あ。そう言えば。コーヒーを入れることだけが上手いです。
そんな父を、一緒に叱りつけれる人がいるのはとても心強いです。
これからは彼ともども……よろしくお願いします」
考えていたものよりは遥かに長い話となってしまっていた。全部、自分の本当の気持ちだ。
……家のことをしないのも本当だし。
目を閉じ、一呼吸。いつも最後を締めくくる時、一呼吸おく癖ができていた。
深呼吸して、閉じた目をゆっくりと開けるが、まだ緊張していた。
思わず、落ち着かせるためにピアスにデコピンをかましてしまい、キィンっと音が鳴った。

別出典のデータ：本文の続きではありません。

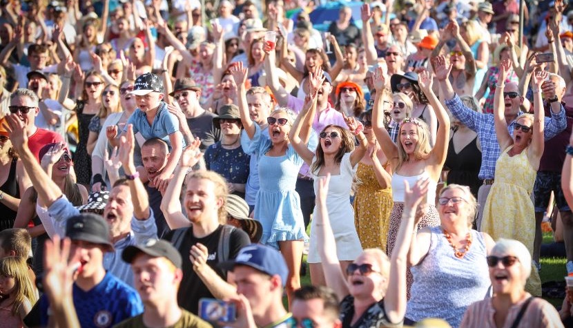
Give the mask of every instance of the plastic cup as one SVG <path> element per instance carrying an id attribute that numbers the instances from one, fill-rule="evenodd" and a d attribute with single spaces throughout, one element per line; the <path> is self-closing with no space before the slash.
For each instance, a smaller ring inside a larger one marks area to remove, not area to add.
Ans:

その音が、少し優しげな音に聞こえて、一気に心が落ち着いた。
……ただ、マイクがその音を拾って辺りに響いたのは頂けなかった。
「結婚、おめでとうございます」
ちゃんと笑顔ができただろうか。
俺が本当に二人を祝福したいと思っていることが通じてくれれば嬉しいと思った。
マイクを返し、一礼をして席につく。
周りを見ると、笑顔で拍手している人もいれば、なぜか泣いている人もいる。
泣くようなスピーチでもなかったと思うんだが……。
父さんの暴露話がほとんどだし?
「……ふう」
またネクタイを緩め、俺は椅子に深く腰を下ろす。
「……まだ、来ない……」
隣の席に用意された豪華な食事を見て呟く。
しばらくしてグラスに飲み物が注がれたので、それを受け取り、少しだけ口につける。
俺は、未 成 年 だっての。
なんで注ぎに来たんだこの人は。
そう思い、注いだウェイターに文句をつけようと顔を向けた。
……あ、ウェイター違う。
これ、父さんだ。
「えー。こんな時になんですが。息子はイケる口ではあるのですがまだ未成年なのでほどほどにお願いします」
急にマイクを奪ってにやにやと周りに当たり前な注意を促している。
促しているが、あれは振りだ。
今までうずうずしてたのか、話したくて遠慮してたのか、父さんの知り合い達がお酒片手に群がってくる。
そう、ここはすでにお酒で軽く酔った大人ばかり。
知り合いの中に紛れて、父さんは大笑いしながら俺の肩をぽんっと叩いて一言。
「凪、知ってるか? 披露宴っていうのはな、未成年でもばれないようにお酒が飲める場所なんだぞ」
……
…………
………………は?
んなわけあるかっ!
こればれたら絶対警察のお世話になるやつだぞ。
そして、隣の席に誰も来ないまま、式は終わりを告げた。